Reporting "Asre Khodro", Iranian media reported that the country has suspended plans to cooperate with Peugeot and is instead preparing to take up talks with German and Italian auto majors to encourage them to invest in its car industry.
“Previously, everyone was expecting the signing of a cooperation agreement between Iran Khodro and Peugeot in light of the July nuclear breakthrough between Iran and the P5+1 group of countries,” wrote the Persian-language newspaper Donya-ye Eqtesad.
The daily added that however, it appears that Iran is already engaged in talks with more attractive partners.
Representatives from the French automobile industry were also striving to restore their previous share in the Iranian auto market.
French Peugeot wants to establish a 50-50 joint venture with Iran to produce cars.

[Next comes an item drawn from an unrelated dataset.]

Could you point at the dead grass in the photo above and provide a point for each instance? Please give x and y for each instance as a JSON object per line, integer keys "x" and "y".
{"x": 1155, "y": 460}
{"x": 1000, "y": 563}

Iranian officials said the French auto giant is already in advanced stages of talks to provide automobile parts to the leading Iranian carmaker, Iran Khodro.
Speculation that Iran Khodro is preparing to sign a deal with Peugeot to launch a new joint venture in the country emerged in May. It had been reported then that serious talks to the same effect had taken place between the two sides in Paris.
Before sanctions, Peugeot held 22 percent of Iran's car market, but withdrawal from Iran caused huge losses for the company.
The French car manufacturer became the target of criticism in Tehran over its 2012 decision to withdraw its investments under U.S. pressure over disputes on Iran’s nuclear energy program.
“Iran Khodro had finalized its talks with Peugeot before March and was preparing to sign a JV deal with it upon the conclusion of nuclear talks between Iran and the P5+1,” wrote Donya-ye Eqtesad.
However, as the race has tightened for foreign automakers to access to Iran’s auto market, Iran Khodro suspended plans to team up with Peugeot and began talks with other companies including Germany’s Volkswagen, the daily added.
The daily noted this means that Peugeot is no longer a ‘key partner’ in the eyes of Iran Khodro leaders and they are now more inclined toward potential German and Italian partners.
German company Mercedes-Benz plans to purchase a 30 percent stake in Iranian Diesel Engine Manufacturing Company in order to produce automobiles in the city of Tabriz.
Iranian officials earlier said Volkswagen could become a reliable partner for Iran.
The automobile industry accounts for nearly 10 percent of Iran’s gross domestic product. The latest data shows that Iran ranks 18th on the list of the world’s top auto manufacturers. However, the country’s automotive industry needs modernization after years of sanctions.
Sanctions on Iran hit the automotive industry hard, slicing production by 1 million units from its peak of 1.6 million in 2011 and leading to 100,000 job redundancies.
Iran is one of the biggest producers of cars in the region.